– Конечно, конечно, – закивал граф. – Я имел в виду только Эндерса. Ну и, возможно, Ротуэлла.

– Так говорите, – пожал плечами барон. – А то я уже потихоньку начинаю скучать.

Валиньи, вцепившись руками в стол, выпрямился.

– Теперь, когда сэр Ральф ушел, предлагаю аннулировать последнюю игру и сыграть заново, – проговорил он, переводя взгляд с одного лица на другое. – Победитель заберет все, что стоит на кону. Калверт, поскольку он отказался участвовать, будет сдавать. Только одну игру, джентльмены. Что скажете?

– Чертовски странный метод отыграться, – пробурчал, пожав плечами, Калверт.

– Что именно вы собираетесь поставить, Валиньи? – осведомился Эндерс.

Граф поднял руку, призывая к молчанию, потом, оглянувшись через плечо, подозвал к себе лакея.

– Тафтон, – рявкнул он, – где мадемуазель Маршан? В своей гостиной?

Лакей, похоже, слегка растерялся.

– Простите, милорд, не могу точно сказать…

– Бог мой, так поди и отыщи ее! – велел Валиньи.

– Не имею ни малейшего представления, что за пакость вы тут задумали, Валиньи, – проворчал Эндерс, взяв в руки налитый доверху бокал. – Мы с Ротуэллом остались в выигрыше, так что нам обоим есть что терять, верно? Надеюсь, то, что вы решили поставить на кон, окажется достаточно соблазнительным, иначе я лично тут не останусь.

Граф воровато покосился через плечо.

– О, милорд, на этот счет можете не беспокоиться, уверяю вас, – медовым голосом пропел он. – Еще каким соблазнительным, пальчики оближете! Думаете, я забыл, какие у вас вкусы и какие, осмелюсь сказать, аппетиты?
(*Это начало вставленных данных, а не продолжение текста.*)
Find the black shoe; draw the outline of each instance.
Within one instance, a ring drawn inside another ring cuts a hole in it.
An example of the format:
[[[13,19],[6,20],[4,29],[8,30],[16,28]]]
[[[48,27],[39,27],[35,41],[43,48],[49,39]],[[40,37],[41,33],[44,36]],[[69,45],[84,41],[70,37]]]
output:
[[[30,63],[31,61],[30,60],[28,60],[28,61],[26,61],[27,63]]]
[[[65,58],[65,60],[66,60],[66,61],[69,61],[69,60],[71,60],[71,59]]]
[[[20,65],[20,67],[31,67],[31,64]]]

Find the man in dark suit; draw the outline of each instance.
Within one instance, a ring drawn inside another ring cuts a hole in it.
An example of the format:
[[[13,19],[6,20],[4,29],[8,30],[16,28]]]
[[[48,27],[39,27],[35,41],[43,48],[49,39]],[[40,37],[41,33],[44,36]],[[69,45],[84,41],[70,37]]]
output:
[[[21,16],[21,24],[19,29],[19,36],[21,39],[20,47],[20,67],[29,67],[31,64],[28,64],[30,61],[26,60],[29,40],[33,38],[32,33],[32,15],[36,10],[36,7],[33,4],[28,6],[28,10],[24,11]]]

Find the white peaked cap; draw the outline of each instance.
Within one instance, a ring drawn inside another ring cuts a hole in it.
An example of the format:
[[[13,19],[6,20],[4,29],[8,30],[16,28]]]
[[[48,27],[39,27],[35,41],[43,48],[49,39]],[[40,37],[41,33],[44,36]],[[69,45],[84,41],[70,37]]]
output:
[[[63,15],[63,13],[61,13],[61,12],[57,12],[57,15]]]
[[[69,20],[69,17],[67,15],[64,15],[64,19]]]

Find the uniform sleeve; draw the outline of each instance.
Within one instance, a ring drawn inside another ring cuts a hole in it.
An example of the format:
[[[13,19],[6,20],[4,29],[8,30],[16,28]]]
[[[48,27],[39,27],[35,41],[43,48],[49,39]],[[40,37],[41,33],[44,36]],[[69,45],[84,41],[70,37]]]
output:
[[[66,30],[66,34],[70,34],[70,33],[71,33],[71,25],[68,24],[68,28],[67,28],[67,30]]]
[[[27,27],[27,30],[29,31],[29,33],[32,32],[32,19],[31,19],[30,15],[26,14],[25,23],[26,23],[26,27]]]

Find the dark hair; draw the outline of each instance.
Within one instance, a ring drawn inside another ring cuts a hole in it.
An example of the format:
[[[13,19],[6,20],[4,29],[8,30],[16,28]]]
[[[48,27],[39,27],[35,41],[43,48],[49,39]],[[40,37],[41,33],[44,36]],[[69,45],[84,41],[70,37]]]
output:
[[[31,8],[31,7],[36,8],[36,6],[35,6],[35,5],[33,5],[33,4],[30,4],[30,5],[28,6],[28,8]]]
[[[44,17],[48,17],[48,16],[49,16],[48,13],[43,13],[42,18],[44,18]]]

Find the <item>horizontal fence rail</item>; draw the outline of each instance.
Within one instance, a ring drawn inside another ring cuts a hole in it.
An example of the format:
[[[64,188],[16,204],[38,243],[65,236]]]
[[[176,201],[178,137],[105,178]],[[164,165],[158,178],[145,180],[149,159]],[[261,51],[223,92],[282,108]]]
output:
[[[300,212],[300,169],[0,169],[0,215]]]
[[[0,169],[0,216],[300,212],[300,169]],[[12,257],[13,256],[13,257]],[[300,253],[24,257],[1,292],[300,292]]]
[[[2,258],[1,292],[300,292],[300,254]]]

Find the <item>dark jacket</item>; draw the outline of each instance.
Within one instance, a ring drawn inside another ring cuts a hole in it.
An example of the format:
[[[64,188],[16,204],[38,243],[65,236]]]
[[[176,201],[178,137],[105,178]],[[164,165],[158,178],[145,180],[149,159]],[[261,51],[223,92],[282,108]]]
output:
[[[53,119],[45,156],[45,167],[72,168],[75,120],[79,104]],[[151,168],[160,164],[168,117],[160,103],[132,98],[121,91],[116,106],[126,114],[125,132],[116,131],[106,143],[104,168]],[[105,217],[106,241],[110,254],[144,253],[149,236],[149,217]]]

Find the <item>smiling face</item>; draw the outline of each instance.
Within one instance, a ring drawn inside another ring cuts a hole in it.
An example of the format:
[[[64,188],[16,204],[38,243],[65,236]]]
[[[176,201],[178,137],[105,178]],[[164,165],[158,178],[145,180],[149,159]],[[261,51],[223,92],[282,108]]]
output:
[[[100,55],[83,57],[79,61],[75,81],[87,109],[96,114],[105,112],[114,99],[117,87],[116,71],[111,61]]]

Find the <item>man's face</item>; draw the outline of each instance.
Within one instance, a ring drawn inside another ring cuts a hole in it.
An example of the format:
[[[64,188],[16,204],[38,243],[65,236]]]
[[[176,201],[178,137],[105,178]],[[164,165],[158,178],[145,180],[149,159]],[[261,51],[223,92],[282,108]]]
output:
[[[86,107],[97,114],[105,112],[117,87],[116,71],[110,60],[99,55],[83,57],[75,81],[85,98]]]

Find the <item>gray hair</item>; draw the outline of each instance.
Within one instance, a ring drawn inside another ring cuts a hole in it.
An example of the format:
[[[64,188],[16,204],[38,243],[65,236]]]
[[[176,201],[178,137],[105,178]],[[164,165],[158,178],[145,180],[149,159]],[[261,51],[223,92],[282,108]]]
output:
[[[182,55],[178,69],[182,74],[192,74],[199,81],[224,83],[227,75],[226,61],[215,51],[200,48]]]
– Какого дьявола? Что это еще за Маршан такая? – нетерпеливо осведомился Ротуэлл.

– Ах да, вы желаете знать, о какой особе идет речь? – Граф, покружив по комнате, уселся за стол и поднял бокал, словно желая произнести тост. – Что ж, скажу… Мадемуазель Маршан – это моя прелестная дочь. Моя незаконная дочь… она наполовину англичанка. Готов поспорить, вы еще не успели позабыть те старые слухи?

– Ваша дочь?! – перебил ошеломленный Эндерс. – Господи, спаси и помилуй, да вы что?! Вы предлагаете сыграть в карты на собственную дочь?

– В самом деле, это уж слишком, Валиньи, – присоединился к нему Ротуэлл, изучая содержимое своего бокала. – Порядочной, хорошо воспитанной девушке нечего делать в подобном месте.

Их хозяин снова тем же небрежным жестом вздернул плечи.

– О, к чему эти церемонии, джентльмены? – с циничным равнодушием бросил он. – Девушка, о которой вы печетесь, большую часть своей жизни провела во Франции – с этой гусыней, своей матушкой, которая имела глупость забеременеть от меня. Не сомневаюсь, она выросла достаточно искушенной, чтобы сообразить, что к чему.

Эндерс вытаращил глаза.

– Уж не хотите ли вы сказать, что эта девушка – дочь леди Холбурн? – возмутился он. – Вы что, Валиньи, окончательно сошли с ума?!

– Я – нет. А вот за вас не поручусь, особенно когда вы ее увидите, – На лице Валиньи появилась хорошо знакомая им всем ухмылка. – Vraiment,[5] друзья мои, эта девушка – настоящая жемчужина, вылитая мать. Какое личико, какие зубы, какая грудь… в ней все безупречно, клянусь вам! Все, что ей нужно, – это мужчина, который даст ей возможность занять то положение, которого она заслуживает, и позволит вести соответствующий образ жизни.

В этот момент дверь гостиной распахнулась, как от толчка, и ворвавшаяся в гостиную девушка быстрыми шагами направилась к графу.

– Чем вы сегодня развлекались, Валиньи? По своему обыкновению, проигрались в пух и прах?

Граф произнес несколько быстрых, трескучих французских фраз. Ротуэлл не разобрал слов, но успел заметить, как внезапно помрачнело лицо Валиньи. Девушка в ответ разразилась возмущенной тирадой и потрясла перед лицом Валиньи кулачком. Ее голос, звучный, глубокий, с едва заметной хрипотцой, был одним из тех женских голосов, какие способны заставить затрепетать мужское сердце.